Robin ends up back in his own room eventually. He left the pill bottle in her room. It's going to hurt worse once they start to wear off, and he honestly can't imagine it hurting worse than it does at this moment sitting on the edge of his bed with a case full of tranquilizers that he knows he can't take as much as he'd like to shove all of them into his body until he physically can't anymore.
It would be so easy. One more time. This time he can take every pill in his cabinet, every sedative in this case and make absolutely positive that it does work.

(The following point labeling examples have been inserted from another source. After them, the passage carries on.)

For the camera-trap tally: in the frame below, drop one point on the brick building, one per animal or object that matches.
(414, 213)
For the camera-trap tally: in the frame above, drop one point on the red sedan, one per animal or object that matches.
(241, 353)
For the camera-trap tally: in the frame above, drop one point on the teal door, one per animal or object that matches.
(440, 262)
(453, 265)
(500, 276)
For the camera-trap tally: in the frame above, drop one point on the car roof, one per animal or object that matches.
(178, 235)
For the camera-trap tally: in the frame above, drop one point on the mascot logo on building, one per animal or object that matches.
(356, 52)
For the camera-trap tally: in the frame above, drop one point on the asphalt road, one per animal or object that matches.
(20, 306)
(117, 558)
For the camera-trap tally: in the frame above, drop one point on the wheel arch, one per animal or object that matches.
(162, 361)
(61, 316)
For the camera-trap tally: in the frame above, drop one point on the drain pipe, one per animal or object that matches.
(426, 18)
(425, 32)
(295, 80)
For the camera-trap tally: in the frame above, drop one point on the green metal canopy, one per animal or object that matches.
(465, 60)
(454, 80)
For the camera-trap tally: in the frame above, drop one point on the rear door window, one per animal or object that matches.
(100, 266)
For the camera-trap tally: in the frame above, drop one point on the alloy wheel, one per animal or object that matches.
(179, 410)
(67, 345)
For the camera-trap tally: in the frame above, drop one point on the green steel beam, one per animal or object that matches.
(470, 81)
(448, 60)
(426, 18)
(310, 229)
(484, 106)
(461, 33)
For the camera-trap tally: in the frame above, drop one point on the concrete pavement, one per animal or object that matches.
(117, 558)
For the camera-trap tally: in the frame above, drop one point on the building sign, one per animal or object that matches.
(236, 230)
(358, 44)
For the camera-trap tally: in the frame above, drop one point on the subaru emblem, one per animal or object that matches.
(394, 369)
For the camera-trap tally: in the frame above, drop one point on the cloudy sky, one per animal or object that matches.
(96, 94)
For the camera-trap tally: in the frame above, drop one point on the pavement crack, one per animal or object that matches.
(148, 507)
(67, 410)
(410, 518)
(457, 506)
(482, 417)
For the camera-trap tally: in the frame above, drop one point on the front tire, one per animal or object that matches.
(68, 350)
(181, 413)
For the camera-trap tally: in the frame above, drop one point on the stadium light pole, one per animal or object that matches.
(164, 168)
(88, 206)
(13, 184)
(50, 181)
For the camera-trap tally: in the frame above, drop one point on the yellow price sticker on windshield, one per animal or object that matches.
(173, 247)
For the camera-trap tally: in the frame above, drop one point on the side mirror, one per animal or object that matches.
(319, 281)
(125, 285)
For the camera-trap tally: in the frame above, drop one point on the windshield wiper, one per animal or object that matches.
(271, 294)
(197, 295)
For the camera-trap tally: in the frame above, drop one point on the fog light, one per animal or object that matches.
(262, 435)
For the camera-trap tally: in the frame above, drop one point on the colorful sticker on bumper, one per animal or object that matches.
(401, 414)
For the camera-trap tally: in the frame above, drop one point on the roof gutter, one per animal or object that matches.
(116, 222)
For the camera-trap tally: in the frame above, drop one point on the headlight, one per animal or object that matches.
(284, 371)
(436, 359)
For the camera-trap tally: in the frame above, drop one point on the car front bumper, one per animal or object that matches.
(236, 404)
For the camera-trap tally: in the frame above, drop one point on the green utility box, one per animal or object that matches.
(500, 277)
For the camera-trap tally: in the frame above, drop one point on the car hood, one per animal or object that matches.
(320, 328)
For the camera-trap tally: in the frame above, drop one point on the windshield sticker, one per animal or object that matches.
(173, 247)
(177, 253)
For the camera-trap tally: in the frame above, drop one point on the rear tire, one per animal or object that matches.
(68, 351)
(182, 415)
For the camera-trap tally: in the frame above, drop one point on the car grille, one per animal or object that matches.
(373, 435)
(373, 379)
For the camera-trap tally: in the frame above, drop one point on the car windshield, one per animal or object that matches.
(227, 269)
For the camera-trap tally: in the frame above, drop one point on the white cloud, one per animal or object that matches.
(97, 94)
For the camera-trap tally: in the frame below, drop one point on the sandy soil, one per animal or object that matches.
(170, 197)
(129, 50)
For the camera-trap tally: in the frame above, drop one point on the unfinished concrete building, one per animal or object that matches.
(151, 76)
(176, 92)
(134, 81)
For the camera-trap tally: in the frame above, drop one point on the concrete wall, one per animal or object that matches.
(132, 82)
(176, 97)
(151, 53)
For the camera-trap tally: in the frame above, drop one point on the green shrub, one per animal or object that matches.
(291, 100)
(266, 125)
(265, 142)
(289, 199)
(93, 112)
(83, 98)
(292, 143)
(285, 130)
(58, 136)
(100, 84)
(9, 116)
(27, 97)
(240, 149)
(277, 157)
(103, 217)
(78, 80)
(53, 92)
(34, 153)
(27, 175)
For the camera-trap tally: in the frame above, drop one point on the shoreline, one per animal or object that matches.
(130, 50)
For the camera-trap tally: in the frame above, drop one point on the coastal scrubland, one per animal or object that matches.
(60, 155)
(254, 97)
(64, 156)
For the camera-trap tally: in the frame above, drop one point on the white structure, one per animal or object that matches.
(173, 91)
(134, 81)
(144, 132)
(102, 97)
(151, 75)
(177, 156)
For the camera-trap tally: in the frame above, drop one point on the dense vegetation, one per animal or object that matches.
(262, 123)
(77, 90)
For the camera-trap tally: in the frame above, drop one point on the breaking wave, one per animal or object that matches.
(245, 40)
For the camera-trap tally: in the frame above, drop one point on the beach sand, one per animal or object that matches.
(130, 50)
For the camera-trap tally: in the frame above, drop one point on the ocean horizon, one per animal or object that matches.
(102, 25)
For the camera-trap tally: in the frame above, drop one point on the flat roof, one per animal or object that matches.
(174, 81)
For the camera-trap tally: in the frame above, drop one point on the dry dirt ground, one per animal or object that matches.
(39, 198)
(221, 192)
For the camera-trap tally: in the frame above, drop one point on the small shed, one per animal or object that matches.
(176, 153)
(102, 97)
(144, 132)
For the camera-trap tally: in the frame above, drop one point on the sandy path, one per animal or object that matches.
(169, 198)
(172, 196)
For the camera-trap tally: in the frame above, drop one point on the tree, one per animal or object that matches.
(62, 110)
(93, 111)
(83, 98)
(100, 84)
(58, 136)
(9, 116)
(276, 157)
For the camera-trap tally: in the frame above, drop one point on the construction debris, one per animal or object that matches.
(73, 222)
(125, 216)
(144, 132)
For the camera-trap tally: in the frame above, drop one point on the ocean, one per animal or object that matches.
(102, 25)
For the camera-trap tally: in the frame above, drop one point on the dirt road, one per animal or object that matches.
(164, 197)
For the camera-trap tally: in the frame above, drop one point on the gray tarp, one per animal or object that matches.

He takes out one of them, closes the case, and shoves the rest under his bed. He can't because of her. Maybe she'd feel guilt for it if he did. Maybe she'd want to take back words that were said. He knows that she'd be hurt by it. Because despite everything, he knows she still cares about him, and he can't hurt her again even if he wouldn't be around to face the consequences, to see how it'd make her feel. Not after what he's already done to her. Not after the way she looked when she told him to leave.
It doesn't matter.
Robin knew he'd do this. He should have listened to himself. If he had more strength, he never would have kissed her in the first place, and it's not for himself that he wishes he hadn't. It's for her. Only her. What has he brought her beyond pain? He would trade all they shared for her not having to feel that pain and not for anything else in the world because he knows that the time he shared with her and Ruvin before the plagues hit... he was happy. For the first time in his life, he was happy and that's worth everything but their pain.
It doesn't matter.
But it does. Because despite the drugs in his system and the emptiness in his head, he can't get it out of his head. The image of it. Of her turned away from him and the hurt that he could see in her stance. Or the look on Ruvin's face before she disappeared from his arms. He'd known it'd be the last time that he saw her. One way or another. He's glad he told her what he did. If he really loved her like he said he did, he'd give her her space as much as it's killing him to be torn from the two people he loves the most. His heart's still left in Rachel Dawes' room, and his chest feels empty.
It doesn't matter.
If it doesn't matter then it doesn't matter if he goes on living despite not wanting to. The same way that he's lived for so long. Alone. Behind walls that no one can break down. Remembering what he's lost. Hurting over the past. Carefully distracted but always on the edge of something horrible. I love you, but I don't know how to hold on to someone that only wants to let themselves go. I don't know how. And you don't want me to. It's no less than he deserves. His own personal hell. One day it will end but not until the world decides he's finally had enough.